Virtual instrumentation is the field of replacing mechanical or analogue measuring systems and gauges with display panels and measuring devices that require a software element. The practice of replacing measuring devices with virtual instrumentation is as broad as the field of measurement. For example, weighing machines, wind gauges, car speedometers and petrol gauges are all devices that can be replaced by virtual instrumentation.
The main cost benefit of virtual instrumentation is that is utilises equipment that most homes, offices and laboratories already have. The ability to load different specialist software or the existence of flexible virtual instrumentation software means that testers do not have to buy a range of expensive measuring devices. Instead all measurements can be centralised on one computer connected to a range of measurement-taking input devices.
The improvements or disadvantages of accuracy in the application of VI vary widely depending on the type of measurement being performed. For example, digitised measuring devices, such as sonar or laser work well with VI because they automatically produce digital data. The benefits in accuracy with weighing systems are not so great. Here, the precision of the weighing device dictates the accuracy of the readings and this is not a VI element, but an input to a VI system.
As a computer lies at the core of a VI system, it can be as flexible as the availability of input and output devices. Many traditional measuring devices have their display system integrated into them, making transport of data difficult. For example, a needle-based pressure gauge has to be read manually and a note-taker would then have to input this data into a computer. A VI system can be networked to read in data from many input devices within an organisation.
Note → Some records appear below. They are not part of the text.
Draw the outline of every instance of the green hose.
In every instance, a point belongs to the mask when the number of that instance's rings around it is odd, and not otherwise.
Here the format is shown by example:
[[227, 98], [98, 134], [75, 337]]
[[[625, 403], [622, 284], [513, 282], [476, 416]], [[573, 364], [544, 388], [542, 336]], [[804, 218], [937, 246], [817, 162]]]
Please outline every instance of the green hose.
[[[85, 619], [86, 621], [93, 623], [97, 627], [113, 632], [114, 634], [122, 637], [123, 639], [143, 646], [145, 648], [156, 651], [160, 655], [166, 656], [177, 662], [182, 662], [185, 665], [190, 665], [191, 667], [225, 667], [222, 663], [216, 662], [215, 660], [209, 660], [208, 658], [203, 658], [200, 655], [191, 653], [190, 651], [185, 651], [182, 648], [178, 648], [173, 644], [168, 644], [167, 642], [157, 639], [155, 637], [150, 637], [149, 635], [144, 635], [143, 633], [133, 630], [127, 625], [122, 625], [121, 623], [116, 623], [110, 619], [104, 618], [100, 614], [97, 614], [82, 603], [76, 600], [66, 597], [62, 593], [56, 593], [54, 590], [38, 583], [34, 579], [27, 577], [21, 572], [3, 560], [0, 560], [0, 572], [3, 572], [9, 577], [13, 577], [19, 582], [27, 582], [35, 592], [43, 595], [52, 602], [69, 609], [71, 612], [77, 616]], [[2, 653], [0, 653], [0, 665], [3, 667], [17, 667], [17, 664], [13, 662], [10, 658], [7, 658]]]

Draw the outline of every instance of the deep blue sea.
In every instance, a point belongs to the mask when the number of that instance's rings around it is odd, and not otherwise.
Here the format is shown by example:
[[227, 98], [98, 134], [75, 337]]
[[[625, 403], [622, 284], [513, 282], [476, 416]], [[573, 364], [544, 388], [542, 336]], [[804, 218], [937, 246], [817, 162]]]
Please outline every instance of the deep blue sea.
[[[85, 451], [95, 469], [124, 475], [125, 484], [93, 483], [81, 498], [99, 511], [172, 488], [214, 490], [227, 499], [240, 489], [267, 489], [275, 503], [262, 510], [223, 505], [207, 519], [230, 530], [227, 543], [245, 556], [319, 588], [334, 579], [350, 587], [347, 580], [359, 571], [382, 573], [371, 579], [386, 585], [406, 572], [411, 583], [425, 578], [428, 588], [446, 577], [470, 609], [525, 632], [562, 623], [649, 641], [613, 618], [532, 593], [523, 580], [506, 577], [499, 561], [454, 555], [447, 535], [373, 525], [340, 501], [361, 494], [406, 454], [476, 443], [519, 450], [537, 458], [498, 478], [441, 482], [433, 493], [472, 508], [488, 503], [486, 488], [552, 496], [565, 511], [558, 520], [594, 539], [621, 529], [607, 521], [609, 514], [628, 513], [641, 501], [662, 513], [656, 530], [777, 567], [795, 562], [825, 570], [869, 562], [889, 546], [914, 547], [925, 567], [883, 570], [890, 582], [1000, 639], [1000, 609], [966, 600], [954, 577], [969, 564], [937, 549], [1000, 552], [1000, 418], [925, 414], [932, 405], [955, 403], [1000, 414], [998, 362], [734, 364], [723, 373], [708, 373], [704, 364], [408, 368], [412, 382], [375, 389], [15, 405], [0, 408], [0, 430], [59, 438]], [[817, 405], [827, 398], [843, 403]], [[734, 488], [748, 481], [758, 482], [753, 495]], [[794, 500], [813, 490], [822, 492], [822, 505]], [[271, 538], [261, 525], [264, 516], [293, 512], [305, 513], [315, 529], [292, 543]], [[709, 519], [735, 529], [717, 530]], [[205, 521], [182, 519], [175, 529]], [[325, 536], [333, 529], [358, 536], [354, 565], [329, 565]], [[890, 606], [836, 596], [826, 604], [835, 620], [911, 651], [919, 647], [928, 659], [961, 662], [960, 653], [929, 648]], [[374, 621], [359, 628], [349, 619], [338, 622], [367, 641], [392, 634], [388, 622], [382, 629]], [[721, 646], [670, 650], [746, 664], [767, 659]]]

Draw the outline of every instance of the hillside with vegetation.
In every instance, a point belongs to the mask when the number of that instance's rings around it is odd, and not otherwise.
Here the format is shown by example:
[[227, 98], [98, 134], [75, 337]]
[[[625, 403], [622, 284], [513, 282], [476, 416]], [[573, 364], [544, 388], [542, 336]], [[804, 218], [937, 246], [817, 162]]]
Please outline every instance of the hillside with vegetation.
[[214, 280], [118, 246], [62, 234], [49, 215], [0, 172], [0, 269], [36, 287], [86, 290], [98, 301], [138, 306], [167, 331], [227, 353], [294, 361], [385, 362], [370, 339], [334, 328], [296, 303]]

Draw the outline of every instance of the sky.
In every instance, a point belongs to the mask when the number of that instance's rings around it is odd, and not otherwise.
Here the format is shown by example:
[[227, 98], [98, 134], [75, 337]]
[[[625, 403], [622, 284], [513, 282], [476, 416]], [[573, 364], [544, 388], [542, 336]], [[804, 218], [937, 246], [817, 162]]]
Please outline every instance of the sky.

Similarly it can be as portable as a laptop, enabling field workers to take a VI system with them when they travel to collect data. Display options are not limited to a single method. TVs, projectors or dials plugged into the computer give flexible output options to VI systems.
VI systems enable data to not only be displayed, but also stored, processed, compared and charted within a single computer. Repetitive measurements can be carried out automatically buy a time-controlled program, freeing up technicians for more complicated tasks. A range of inputs can be collated into the same archive enabling synchronisation of different data gathering techniques.
As a computer-based system, VI technologies may offer wider security risk. For example, a traditional system is usually static and location based. Physical security is easy to manage in such situations as access to the instrumentation can be limited by locks and an authorisation procedure. Data that can be carried about on laptops or memory sticks is easier to steal. The absence of an original paper-based readout also means that results can be tampered with at source.